The course is designed to be at a post-graduate level, and indeed within the University of Queensland system, it can be applied towards their MA in Educational Leadership degree (it counts as 1/3 of that MA).


UCLES (as it was then – now Cambridge ESOL), developed a course in the early 90s called the Advanced Diploma in Language Teaching Management.  This was piloted in a number of countries and contexts.  Based on this original course, at the turn of the century, the three institutions which now “own” the diploma came together and decided to revise and redevelop the course and relaunch it as the IDLTM.  The first IDLTM course began in the USA on October 1st, 2001  (I vividly remember this date as I was the course coordinator and three weeks before the course was due to start, there was a fairly major world event, which we thought would force us to cancel the course as all the participants in that particular group came from outside the US, and not ony did some need visas, but all, of course, needed to fly in.  Fortunately, we pulled it off).  Since then there have been a number of courses run around the world – in Brattleboro (VT, USA), Brisbane, Brazil, and Barcelona.  There is no actual requirement that courses must be held in places beginning with B, just in case you wondered.  This year aside from the the Barcelona course I´m working on at the moment there was one which started in Brisbane in April, one which will be in Brisbane at the end of October and one which will be held in DaNang, Vietnam in November (see, I told you it didn’t have to be a place that starts with B)

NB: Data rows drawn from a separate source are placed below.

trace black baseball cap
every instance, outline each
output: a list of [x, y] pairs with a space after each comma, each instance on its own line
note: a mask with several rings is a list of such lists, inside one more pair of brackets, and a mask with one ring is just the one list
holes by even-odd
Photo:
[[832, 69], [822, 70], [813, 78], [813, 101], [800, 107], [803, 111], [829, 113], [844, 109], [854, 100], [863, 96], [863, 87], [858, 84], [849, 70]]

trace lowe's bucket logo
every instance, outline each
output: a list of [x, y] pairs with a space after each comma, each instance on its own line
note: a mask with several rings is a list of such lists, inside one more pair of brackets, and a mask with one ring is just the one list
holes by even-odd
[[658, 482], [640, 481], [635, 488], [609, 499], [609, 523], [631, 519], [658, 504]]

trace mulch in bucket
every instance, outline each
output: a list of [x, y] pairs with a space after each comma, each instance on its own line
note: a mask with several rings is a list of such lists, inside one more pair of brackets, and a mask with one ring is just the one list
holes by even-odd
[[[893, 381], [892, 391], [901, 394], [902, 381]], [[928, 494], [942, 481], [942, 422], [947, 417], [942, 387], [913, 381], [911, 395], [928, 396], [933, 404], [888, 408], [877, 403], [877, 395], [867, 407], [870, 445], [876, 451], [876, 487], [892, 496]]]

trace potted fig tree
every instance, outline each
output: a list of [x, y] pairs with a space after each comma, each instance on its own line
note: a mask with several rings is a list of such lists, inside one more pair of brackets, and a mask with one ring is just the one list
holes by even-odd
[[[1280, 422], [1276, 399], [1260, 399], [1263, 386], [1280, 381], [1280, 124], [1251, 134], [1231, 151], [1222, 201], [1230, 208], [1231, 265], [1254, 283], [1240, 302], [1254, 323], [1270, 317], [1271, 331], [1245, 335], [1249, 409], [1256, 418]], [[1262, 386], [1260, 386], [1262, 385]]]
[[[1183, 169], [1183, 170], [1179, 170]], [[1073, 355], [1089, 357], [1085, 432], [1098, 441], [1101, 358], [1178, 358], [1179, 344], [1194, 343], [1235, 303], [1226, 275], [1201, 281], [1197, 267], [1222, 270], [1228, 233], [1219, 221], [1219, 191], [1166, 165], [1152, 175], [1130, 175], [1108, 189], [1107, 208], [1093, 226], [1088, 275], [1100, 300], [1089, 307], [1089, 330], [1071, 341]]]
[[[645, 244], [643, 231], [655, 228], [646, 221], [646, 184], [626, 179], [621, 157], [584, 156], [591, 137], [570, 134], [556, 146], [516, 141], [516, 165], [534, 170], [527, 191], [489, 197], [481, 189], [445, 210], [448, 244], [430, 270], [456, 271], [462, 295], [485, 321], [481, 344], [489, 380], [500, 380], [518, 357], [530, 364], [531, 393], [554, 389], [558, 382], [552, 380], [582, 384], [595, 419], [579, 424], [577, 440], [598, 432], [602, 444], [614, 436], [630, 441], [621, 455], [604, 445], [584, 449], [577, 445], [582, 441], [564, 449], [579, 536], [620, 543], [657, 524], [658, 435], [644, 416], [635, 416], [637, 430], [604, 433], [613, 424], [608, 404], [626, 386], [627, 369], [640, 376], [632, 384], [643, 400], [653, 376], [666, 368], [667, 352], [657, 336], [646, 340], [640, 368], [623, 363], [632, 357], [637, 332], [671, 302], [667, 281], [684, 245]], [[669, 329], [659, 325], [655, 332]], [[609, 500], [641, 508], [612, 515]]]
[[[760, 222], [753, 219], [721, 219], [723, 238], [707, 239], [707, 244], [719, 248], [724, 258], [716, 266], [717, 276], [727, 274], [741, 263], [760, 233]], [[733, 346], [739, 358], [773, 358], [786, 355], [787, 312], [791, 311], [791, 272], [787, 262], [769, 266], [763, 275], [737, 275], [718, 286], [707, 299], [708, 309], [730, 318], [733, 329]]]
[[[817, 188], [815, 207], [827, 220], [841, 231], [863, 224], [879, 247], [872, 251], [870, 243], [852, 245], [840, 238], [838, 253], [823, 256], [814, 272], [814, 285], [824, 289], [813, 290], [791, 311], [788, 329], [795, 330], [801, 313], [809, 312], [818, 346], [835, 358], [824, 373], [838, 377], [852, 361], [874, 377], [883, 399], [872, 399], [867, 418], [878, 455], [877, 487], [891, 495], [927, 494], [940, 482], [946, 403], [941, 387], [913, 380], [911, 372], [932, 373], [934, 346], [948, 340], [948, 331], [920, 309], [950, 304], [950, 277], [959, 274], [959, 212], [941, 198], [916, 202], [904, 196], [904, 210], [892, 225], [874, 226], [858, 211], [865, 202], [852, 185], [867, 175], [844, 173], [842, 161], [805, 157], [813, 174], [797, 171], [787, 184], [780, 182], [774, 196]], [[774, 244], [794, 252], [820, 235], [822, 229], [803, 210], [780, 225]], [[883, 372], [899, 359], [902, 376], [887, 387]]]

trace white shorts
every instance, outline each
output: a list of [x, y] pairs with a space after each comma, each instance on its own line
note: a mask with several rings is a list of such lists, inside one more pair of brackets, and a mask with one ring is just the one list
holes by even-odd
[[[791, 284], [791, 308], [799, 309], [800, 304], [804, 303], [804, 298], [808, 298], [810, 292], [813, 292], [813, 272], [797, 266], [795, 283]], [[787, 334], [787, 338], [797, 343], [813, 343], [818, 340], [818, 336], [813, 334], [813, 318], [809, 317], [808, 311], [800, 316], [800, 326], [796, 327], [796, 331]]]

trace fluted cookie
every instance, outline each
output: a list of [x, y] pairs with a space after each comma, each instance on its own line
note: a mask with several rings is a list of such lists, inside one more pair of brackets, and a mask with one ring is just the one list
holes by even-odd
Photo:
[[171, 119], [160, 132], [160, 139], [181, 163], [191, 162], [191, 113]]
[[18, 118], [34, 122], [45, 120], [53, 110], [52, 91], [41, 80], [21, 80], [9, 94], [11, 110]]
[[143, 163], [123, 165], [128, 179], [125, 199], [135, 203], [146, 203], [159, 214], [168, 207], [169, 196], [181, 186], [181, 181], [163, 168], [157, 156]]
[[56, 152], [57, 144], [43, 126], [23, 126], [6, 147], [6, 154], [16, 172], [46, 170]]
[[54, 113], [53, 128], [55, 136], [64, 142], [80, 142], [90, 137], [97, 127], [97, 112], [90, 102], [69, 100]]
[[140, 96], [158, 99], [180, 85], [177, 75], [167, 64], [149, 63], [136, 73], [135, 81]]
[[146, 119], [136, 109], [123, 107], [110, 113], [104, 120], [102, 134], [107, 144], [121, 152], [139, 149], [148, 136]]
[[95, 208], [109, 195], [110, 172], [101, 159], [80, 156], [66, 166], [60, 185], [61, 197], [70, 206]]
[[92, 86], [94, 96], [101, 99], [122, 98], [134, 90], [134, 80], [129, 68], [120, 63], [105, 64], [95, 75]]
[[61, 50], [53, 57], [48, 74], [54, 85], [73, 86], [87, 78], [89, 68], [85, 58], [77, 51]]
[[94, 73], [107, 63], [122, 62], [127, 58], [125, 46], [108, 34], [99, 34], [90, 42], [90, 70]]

The online segment of the course nowadays takes place on Moodle.  So, far the course has had an extremely good record of student retention, with fewer than 5% dropping out (which as I understand it for blended or online learning is a very good rate).

Why take it?

Other than the fact that you might get me as a tutor, you mean?   Well, obviously I’m biased, but I reckon it’s a great course for managers of language teaching organisations, many of whom have come into management positions through teaching and have had very little (if any) actual management training.  This course meets the needs of such people, and provides both a hands-on and an in-depth theoretical grounding in management principles and practices.  It offers a portable qualification and certification by three of the (arguably) biggest names in ELT.  However, I do need to point out that it is not the only course in existence.  I’ll write another post in the next few weeks listing some of the other qualifications, to provide a modicum of balance (though only a modicum, you understand).  I also hope some people who’ve taken the course come across this page and add their feedback on the course as comments so you know there are people who have real participant-eye experience of the course who can give a different view.

And finally…

The most important question of all. How the hell do you pronounce “IDLTM”? Assuming you don’t want to refer to it as The International Diploma in Language Teaching Management all the time that is, obviously. Well, opinions differ. There are some who pronounce a short I, with a schwa between the T and M. Something like Idyll-Tm. Others go for a longer I (Idle-Tm) though some dislike the whole “Idle” bit, while some participants have played fast and loose and gone with Ideal-Team. I’m an idle man, myself, but then if you’ve been following this blog and it’s very slow post-growth, you’ll probably have guessed that already.